What is certain is that at this age Tom’s brain is manipulating those angles, figuring out which of the holes in his shape-sorter matches the three-dimensional object he has in his hand. He usually begins by playing with the circle, lifting it to his lips before pushing it through the opening, lingering a little, holding on to the edges before finally releasing it with a clatter into the container. The oval comes next. The hexagon and the pentagon (in that order) always follow, efficiently dispatched through their respective windows. Of course, this is not only a fascinating mental exercise, it also hones those crucial hand-eye coordination skills.
“Babies only start to coordinate their hands with what they see around them at about six months of age,” explains Blair. “Soon, he will make the connection that his hands can do things with objects that his eyes can see, which is why he will constantly reach out and grab things – at this stage, it doesn’t matter what the shape is. However, within a few months, three dimensions become very important: as he starts to walk, he will become more interested in different shapes. After all, if you’re falling down, you want to be able to identify what different surface shapes are likely to soften the blow.”
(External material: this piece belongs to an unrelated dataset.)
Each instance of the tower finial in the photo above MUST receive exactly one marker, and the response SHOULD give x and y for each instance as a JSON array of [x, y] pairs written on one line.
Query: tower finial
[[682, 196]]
Tom has favourite shapes, but he also has not-so-favourite ones, and he disdainfully flings the square and the trapezium away behind him. The trapezium I can understand – it’s an awkward shape with a geeky name, but why no love for the square? Talking of trapeziums: why do shapes have such baby-unfriendly names? Even lovely ones, like crescents or semi-circles, are a toddler tongue-twister. And that star that twinkles in the sky is probably the only time we celebrate a shape in song with our babies.
However, it seems that Tom’s celebration of certain shapes is less random than you might think. “Babies and toddlers will be most attracted to shapes that resemble the human face,” says Blair. “After all, on that shape rests their life until they are five or six. Anything that resembles a circle with two round shapes at the top, a triangle in the middle, and a crescent in the lower half is popular. At around five months, children will scream if the two circles are at the bottom and not at the top – they seek out prototypes of the face, because it makes them feel more secure.
In any case, Tom doesn’t just love circles in his shape-sorter: he loves toy wheels he can spin; balls he can throw back and forth with his grandparents; and the round doorknobs he pulls on. Even his new favourite object – the garden hose – is a circle of sorts. For now, it seems that all the world’s a shape, and Tom is eagerly learning how to piece it all together.